Ainda segundo Carlos Carreiras, a recusa do visto do TC é apenas referente à aquisição da sociedade CE - Circuito do Estoril, SA e não ao equipamento em si. “Ou seja, o que o TC está a vetar é a compra por parte da CMC de uma empresa, mas a nossa intenção seria extingui-la e incluir esta infra-estrutura na autarquia. Só avançámos para a compra da empresa, porque foi essa a condição que o Governo colocou por via dos custos que acarretaria o seu encerramento.” Para ultrapassar este entrave, a autarquia já iniciou negociações com a Parpública para encontrar uma nova solução, que passe apenas pela aquisição do património e não da empresa. Na interpretação que Carlos Carreiras faz do acórdão do TC, esta última hipótese “não foi invalidada”: “Vamos explicar tudo e procurar obter uma reversão da decisão.”

Com a extinção da sociedade detentora do circuito do Estoril, o equipamento seria integrado na empresa municipal Cascais Dinâmica, que já detém o aeródromo, o centro de congressos e a concessão da marina, transitando para aqui o actual quadro de trabalhadores do autódromo. “Este conjunto de infra-estruturas de apoio ao turismo, situados num município a apenas 20km de uma capital, torna-nos únicos em termos europeus, mas também competitivos e atractivos. O autódromo vinha nesta lógica”, esclareceu o autarca.

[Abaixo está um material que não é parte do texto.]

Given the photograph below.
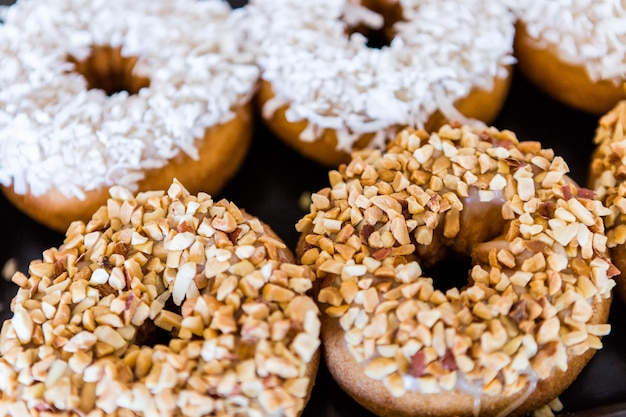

Depois de anos de avanços e recuos nas negociações entre a CMC e a Parpública para a compra do oficialmente designado Autódromo Fernanda Pires da Silva (em homenagem à empresária que o inaugurou a 17 de Junho de 1972), as partes chegaram finalmente a acordo este ano, a troco de 4,921 milhões de euros. Um valor substancialmente inferior aos 35 milhões de euros que o Estado pretendia arrecadar no final de 2007, quando lançou um concurso público para a venda da infra-estrutura, que não teve interessados. Na altura o município, então presidido por António Capucho, considerou este valor “disparatado”, avançando com uma contra-proposta simbólica para a sua aquisição, que foi recusada pela Parpública.

Oito anos depois, já com Carlos Carreiras à frente da autarquia, o acordo foi finalmente alcançado. O objectivo passava por dinamizar este equipamento, que acolheu a Fórmula 1 em Portugal entre 1984 e 1996, contribuindo para reforçar o seu prestígio externo, contratualizando algumas provas desportivas de referência internacional e, paralelamente, atraindo mais turistas à região. “O Autódromo passa a estar integrado no nosso pacote de infra-estruturas turísticas e recursos naturais (…) Com a dinamização do autódromo estamos a reforçar os nossos índices de atractividade turística”, referiu o autarca no dia da assinatura do contrato de compra e venda: “Temos a convicção de que podemos fazer do circuito do Estoril uma estrutura rentável, desportiva e financeiramente. A nossa ideia é fazer um grande centro desportivo, mas mais do que isso, um centro de conhecimento, de investigação, de ensino técnico profissional e também de lazer.”

Uma pretensão que ficou agora comprometida pelo acórdão do TC, apesar da CMC ir recorrer da decisão, que ainda não transitou em julgado. A autarquia esperará depois que os juízes conselheiros voltem a pronunciar-se, antes de promover uma auditoria ao equipamento.